Two torches were burning, illuminating a few other figures in shadowy blotches. Sunlight leaked weakly in through the line of shuttered windows on the upper floors.

He heard someone shift.

“God’s teeth,” the person hissed. FitzWalter. Good, he was here. “You always were one for sneaking up, Lost.”

“Aye. You trained us well.”

Silence for a moment. Jamie’s eyes searched the interior. There was fitzWalter, standing in a wash of pale light. He was smiling faintly.

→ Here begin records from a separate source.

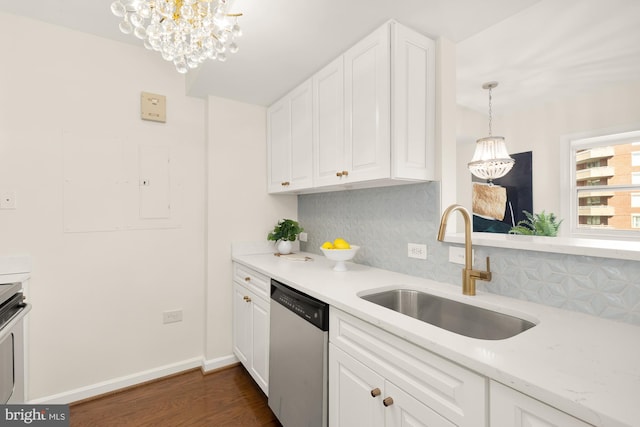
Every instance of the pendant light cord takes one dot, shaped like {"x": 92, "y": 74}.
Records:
{"x": 490, "y": 111}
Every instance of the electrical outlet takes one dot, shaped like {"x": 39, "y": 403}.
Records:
{"x": 172, "y": 316}
{"x": 456, "y": 255}
{"x": 416, "y": 250}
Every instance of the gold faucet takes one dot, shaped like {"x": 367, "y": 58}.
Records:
{"x": 469, "y": 275}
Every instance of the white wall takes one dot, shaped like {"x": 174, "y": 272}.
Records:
{"x": 540, "y": 128}
{"x": 98, "y": 297}
{"x": 238, "y": 209}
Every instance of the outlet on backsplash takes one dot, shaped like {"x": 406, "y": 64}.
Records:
{"x": 417, "y": 251}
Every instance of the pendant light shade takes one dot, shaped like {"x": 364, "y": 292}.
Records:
{"x": 491, "y": 159}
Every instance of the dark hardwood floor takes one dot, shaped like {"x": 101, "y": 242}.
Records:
{"x": 228, "y": 397}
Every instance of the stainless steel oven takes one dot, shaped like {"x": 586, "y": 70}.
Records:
{"x": 12, "y": 360}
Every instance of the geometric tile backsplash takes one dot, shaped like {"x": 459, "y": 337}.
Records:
{"x": 383, "y": 220}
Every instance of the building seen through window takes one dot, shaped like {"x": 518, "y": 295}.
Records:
{"x": 607, "y": 185}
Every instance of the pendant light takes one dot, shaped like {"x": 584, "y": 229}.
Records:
{"x": 491, "y": 159}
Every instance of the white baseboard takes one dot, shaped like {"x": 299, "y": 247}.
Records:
{"x": 119, "y": 383}
{"x": 217, "y": 363}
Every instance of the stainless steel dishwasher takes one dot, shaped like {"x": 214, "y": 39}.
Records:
{"x": 298, "y": 363}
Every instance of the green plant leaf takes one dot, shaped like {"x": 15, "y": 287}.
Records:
{"x": 286, "y": 229}
{"x": 540, "y": 224}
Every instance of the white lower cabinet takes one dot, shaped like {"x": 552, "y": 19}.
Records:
{"x": 379, "y": 379}
{"x": 251, "y": 330}
{"x": 361, "y": 397}
{"x": 510, "y": 408}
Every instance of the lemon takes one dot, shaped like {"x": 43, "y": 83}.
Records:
{"x": 340, "y": 243}
{"x": 327, "y": 245}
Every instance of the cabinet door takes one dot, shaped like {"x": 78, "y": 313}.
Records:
{"x": 352, "y": 399}
{"x": 241, "y": 324}
{"x": 406, "y": 411}
{"x": 514, "y": 409}
{"x": 279, "y": 145}
{"x": 328, "y": 131}
{"x": 413, "y": 105}
{"x": 367, "y": 71}
{"x": 259, "y": 367}
{"x": 301, "y": 105}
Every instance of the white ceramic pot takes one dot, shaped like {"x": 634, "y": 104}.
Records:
{"x": 284, "y": 247}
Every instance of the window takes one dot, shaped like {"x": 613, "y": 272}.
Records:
{"x": 605, "y": 190}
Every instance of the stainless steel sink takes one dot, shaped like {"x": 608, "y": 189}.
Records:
{"x": 454, "y": 316}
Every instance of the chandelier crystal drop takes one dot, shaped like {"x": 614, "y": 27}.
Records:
{"x": 185, "y": 32}
{"x": 491, "y": 159}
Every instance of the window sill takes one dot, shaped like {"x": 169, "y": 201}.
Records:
{"x": 617, "y": 249}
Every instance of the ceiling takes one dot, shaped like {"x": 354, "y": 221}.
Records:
{"x": 534, "y": 48}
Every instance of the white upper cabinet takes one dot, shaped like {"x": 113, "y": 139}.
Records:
{"x": 373, "y": 117}
{"x": 367, "y": 73}
{"x": 413, "y": 92}
{"x": 328, "y": 119}
{"x": 289, "y": 136}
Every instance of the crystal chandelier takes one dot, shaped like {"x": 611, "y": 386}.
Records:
{"x": 186, "y": 32}
{"x": 491, "y": 159}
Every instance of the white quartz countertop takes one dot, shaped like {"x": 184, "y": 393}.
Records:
{"x": 584, "y": 365}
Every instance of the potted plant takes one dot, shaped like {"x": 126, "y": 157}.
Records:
{"x": 285, "y": 232}
{"x": 540, "y": 224}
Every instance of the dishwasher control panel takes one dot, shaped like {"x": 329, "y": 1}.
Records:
{"x": 311, "y": 309}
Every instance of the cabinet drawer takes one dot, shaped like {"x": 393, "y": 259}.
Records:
{"x": 454, "y": 392}
{"x": 510, "y": 407}
{"x": 256, "y": 282}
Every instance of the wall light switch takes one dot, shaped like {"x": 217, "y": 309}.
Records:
{"x": 153, "y": 107}
{"x": 7, "y": 200}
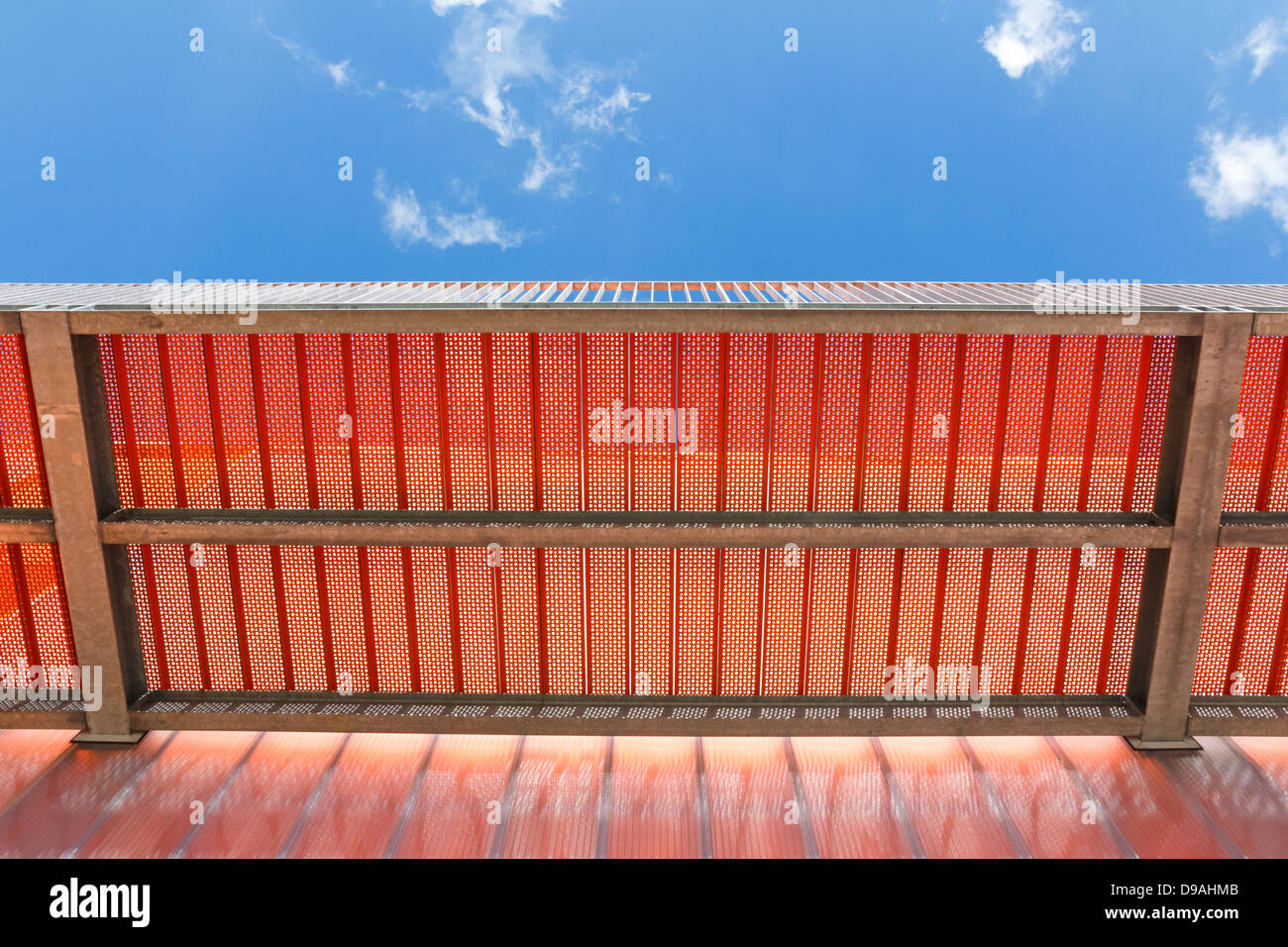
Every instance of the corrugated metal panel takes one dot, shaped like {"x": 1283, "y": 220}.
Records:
{"x": 649, "y": 294}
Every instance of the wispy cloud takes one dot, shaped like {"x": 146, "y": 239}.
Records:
{"x": 1241, "y": 171}
{"x": 408, "y": 223}
{"x": 1035, "y": 34}
{"x": 336, "y": 71}
{"x": 1266, "y": 42}
{"x": 497, "y": 54}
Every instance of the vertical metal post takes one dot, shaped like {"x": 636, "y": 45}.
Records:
{"x": 1207, "y": 375}
{"x": 67, "y": 384}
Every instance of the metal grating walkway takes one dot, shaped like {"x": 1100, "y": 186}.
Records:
{"x": 425, "y": 795}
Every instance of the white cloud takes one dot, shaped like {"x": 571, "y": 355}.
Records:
{"x": 1241, "y": 171}
{"x": 442, "y": 7}
{"x": 590, "y": 108}
{"x": 1263, "y": 44}
{"x": 498, "y": 55}
{"x": 339, "y": 72}
{"x": 1035, "y": 34}
{"x": 408, "y": 223}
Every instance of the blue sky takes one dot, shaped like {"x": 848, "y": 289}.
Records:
{"x": 1160, "y": 157}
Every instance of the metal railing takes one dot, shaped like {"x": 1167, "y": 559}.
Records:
{"x": 1180, "y": 536}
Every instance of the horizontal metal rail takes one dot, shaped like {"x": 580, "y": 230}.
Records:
{"x": 669, "y": 715}
{"x": 662, "y": 530}
{"x": 681, "y": 530}
{"x": 26, "y": 525}
{"x": 638, "y": 318}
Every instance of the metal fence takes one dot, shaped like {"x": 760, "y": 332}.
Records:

“Ah, yes. I heard you saw Chance.”

“It was fleeting.”

Another small grin lifted Baynard’s glossy beard. “She was hog-tied and had a rag stuffed in her mouth, her hands this close to being broken.”

“What I meant was, it did not take long.”

Baynard gave a bark of coarse laughter.

“Jamie Lost.”

Mouldin’s gravelly voice was recognizable anywhere, even to Jamie, who’d only heard it once, on the streets of London. Jamie turned toward it.

“I am honored,” Mouldin said. “In a hundred years, I never expected you to show up here. But I am pleased to have two such esteemed emissaries from King John.” Mouldin turned and indicated the other shadowy figure in the room, standing against the far wall. Cig. Damn. “How sad for you all that you cannot kill me.”